“The lesson here, digging beyond the flashy headline, is that “AI” in general and machine learning in particular breaks current approaches to safety engineering. Those approaches are based on traceability from requirements through implementation and into validation. We don’t test to assure safety – we test to assure that the safety engineering process turned out with the quality we expected it to have. The difference is as night and day. (This 3 minute video explains: https://lnkd.in/eJVdZVp2 )
Any exercise that gives a simplistic objective function (“destroy enemy” or “don’t hit other road users”) will have issues scaling up. Even the newly invented and still-arcane area of prompt engineering is unlikely to solve that fully. It might get things to mostly work, at best it will create a good set of requirements. But to get safety, requirements are only the starting point. You still need reviewable traceability through implementation and test.
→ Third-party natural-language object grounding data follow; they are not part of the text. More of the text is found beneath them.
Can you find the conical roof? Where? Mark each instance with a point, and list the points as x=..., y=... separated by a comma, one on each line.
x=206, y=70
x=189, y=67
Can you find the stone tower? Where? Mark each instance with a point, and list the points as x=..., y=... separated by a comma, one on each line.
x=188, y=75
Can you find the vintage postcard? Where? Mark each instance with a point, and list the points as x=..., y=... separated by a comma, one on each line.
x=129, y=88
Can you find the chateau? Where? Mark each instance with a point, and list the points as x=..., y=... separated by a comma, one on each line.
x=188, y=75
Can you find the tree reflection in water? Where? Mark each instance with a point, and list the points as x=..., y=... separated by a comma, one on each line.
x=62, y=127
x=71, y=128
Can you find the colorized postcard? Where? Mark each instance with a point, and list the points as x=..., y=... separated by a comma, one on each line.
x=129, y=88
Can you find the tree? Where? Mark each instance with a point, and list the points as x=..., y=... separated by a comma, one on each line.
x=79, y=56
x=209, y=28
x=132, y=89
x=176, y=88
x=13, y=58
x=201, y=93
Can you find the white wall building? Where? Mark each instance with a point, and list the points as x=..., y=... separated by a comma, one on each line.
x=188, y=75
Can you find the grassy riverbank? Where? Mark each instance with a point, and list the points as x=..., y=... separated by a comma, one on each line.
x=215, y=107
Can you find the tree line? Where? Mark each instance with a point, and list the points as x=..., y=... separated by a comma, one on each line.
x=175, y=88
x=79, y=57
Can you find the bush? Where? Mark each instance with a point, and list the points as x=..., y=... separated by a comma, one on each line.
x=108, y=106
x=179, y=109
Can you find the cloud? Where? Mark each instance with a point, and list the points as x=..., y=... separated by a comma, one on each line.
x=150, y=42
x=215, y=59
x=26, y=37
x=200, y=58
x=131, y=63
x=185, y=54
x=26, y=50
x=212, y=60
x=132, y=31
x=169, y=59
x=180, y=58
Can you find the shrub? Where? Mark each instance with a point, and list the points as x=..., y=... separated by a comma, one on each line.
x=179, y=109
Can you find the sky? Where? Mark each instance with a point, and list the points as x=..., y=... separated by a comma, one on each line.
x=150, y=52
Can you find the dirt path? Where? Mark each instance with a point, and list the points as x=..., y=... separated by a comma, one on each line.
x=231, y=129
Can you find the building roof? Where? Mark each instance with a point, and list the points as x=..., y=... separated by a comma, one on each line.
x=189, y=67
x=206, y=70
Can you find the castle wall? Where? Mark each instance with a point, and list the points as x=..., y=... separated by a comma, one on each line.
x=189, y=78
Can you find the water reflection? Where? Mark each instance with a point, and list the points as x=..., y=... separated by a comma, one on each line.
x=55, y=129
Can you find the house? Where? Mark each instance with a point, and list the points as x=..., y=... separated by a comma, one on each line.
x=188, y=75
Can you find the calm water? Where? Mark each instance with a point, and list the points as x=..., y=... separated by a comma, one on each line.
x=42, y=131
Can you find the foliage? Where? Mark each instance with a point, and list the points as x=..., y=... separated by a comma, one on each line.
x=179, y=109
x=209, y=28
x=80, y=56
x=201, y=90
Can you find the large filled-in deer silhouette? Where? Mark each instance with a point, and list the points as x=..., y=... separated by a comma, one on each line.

Part of good engineering is that the engineers working on the design and implementation push back on requirements that seem ambiguous or prone to likely undesirable outcomes. (Many dysfunctional projects are ones in which such pushback is discouraged.) Automating the detailed design and implementation via a training process takes away that check and balance. You’re testing to see how it turned out, not to check that the engineering process was executed in a robust way.
If we want safe AI we’re going to need a rigorous engineering approach to get it. Lots of smart people are working on that, but we’re closer to the beginning of the journey than the end.”